PAS PAREIL… ET POURTANT !
Un plaidoyer tendre en faveur de la diversité
Un mouton noir, une corneille blanche, un moineau et un avion de papier, un renard et un oisillon. Au fil de quatre courts métrages, ces personnages explorent la thématique de la différence…
Ce programme est constitué de quatre courts métrages d’animation sans paroles, provenant d’horizons divers et utilisant des esthétiques et techniques variées.
Tout commence avec une production germano-suisse, "Noir et Blanc" (5’30), dans laquelle Jesús Perez et Gerd Gockell mettent en scène un troupeau de moutons rejetant l’un des leurs à cause de la noirceur de sa laine. La métaphore du mouton noir, qui est utilisée dans de nombreuses langues, est ainsi exploitée de façon limpide pour les enfants, avec une histoire simple démontrant qu’un individu subissant des discriminations a parfois besoin de faire plus d’efforts que les autres afin d’être accepté par un groupe. Le trait épuré en noir et blanc est accompagné, comme dans la cultissime série "La Linea", d’une mise en scène de la main du dessinateur (astuce dont les réalisateurs sont coutumiers, l’ayant notamment utilisée dans le joli "Cats and Dogs" en 2016). Cette main vient créer les personnages, interagir avec eux tel un immense berger démiurge (les poussant ou les faisant glisser sur la feuille), ou encore allumer et éteindre une lampe de bureau qui fait office de soleil. Voilà donc une belle entrée en matière, parfaite pour parler du racisme avec les plus jeunes.
Le programme se poursuit avec une thématique identique mais des couleurs inversées, avec "La Corneille blanche" (9’), film croate réalisé par Miran Miošić. Comme le titre l’indique, une corneille aux plumes blanches est difficilement acceptée par ses congénères, constamment victime de railleries et d’humiliations, malgré ses aptitudes. Variation du "Vilain Petit Canard", cette animation 2D est plus enfantine dans la forme et moins enthousiasmante mais elle est tout de même jolie à voir et le message passe également bien. On appréciera notamment la conclusion multicolore, véritable ode à la diversité et au multiculturalisme, en forme de pied de nez aux moqueries racistes.
En troisième position, le film allemand "Le Moineau et l’Avion de papier" (11’) de Christoph Englert, est un cran en-dessous. L’animation 3D est techniquement réussie (on notera que la capacité à faire vivre l’avion en papier, malgré une expressivité limitée, n’est pas sans rappeler le célèbre "Luxo Jr." de Pixar) mais on reste perplexe sur la pertinence de ce choix au sein de ce programme (l’associer à la thématique de la différence est un peu tiré par les cheveux), sur quelques éléments ringards de stéréotypes fille-garçon et surtout à propos d’un scénario dont on peine à saisir le sens (d’où vient cet avion ? pourquoi aide-t-il l’oisillon ?...).
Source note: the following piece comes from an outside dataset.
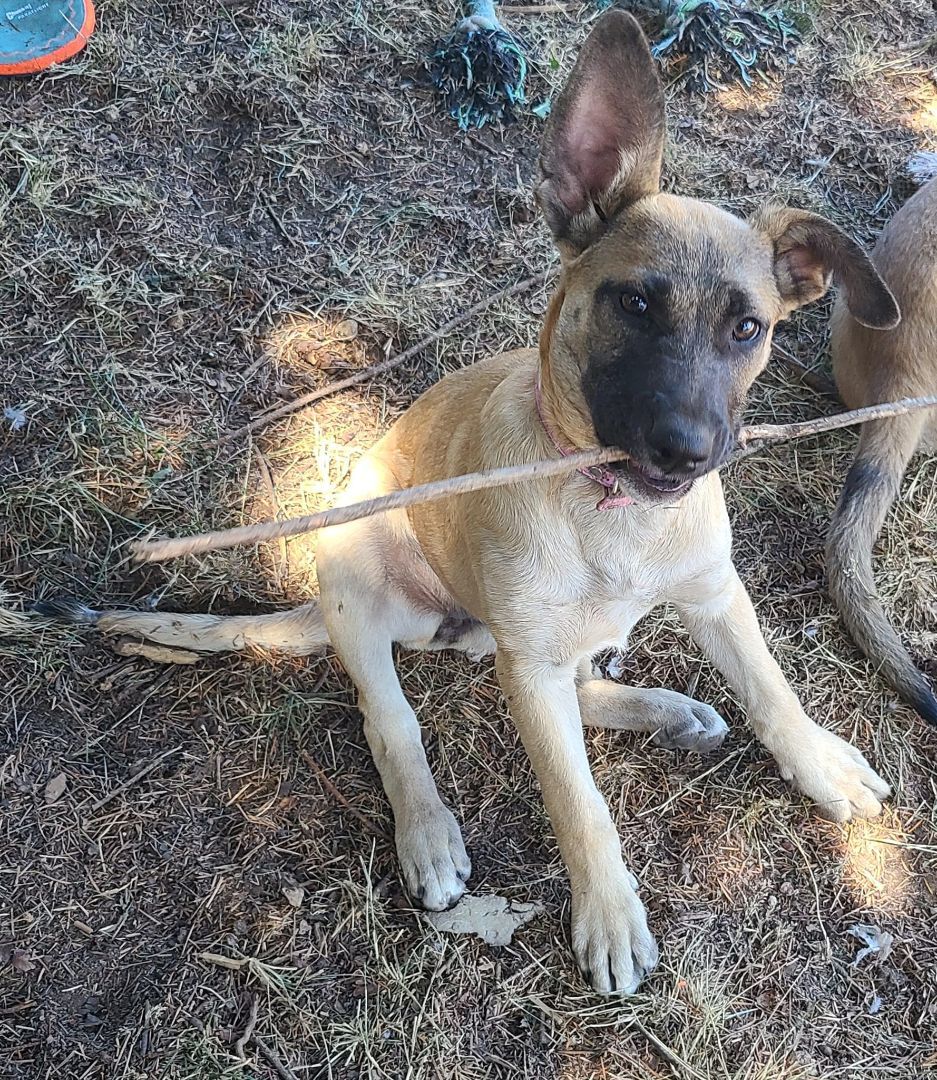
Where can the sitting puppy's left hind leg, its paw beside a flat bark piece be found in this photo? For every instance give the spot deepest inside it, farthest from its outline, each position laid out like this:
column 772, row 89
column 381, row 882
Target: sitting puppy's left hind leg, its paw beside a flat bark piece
column 430, row 847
C’est sympathique mais oubliable.
Heureusement, vient ensuite une magnifique production belgo-suisse, "Le Renard et l’Oisille" (12’) de Frédéric et Samuel Guillaume (auteurs d’un long métrage, "Max & Co", en 2007). Mêlant images de synthèse et décors naturels à la manière de "Minuscule", ce récit imagine une relation impensable et immensément tendre entre un renard famélique et un petit oisillon bleu aux immenses yeux noirs, dans une forêt où les méchants sont de gigantesques castors aux allures de trolls. La poésie domine dans le langage non verbal qui se développe entre ces deux protagonistes que tout semble opposer mais qui finissent par s’entraider et se compléter. Une belle et émouvante leçon de vie pour clore un programme inégal mais globalement admirable.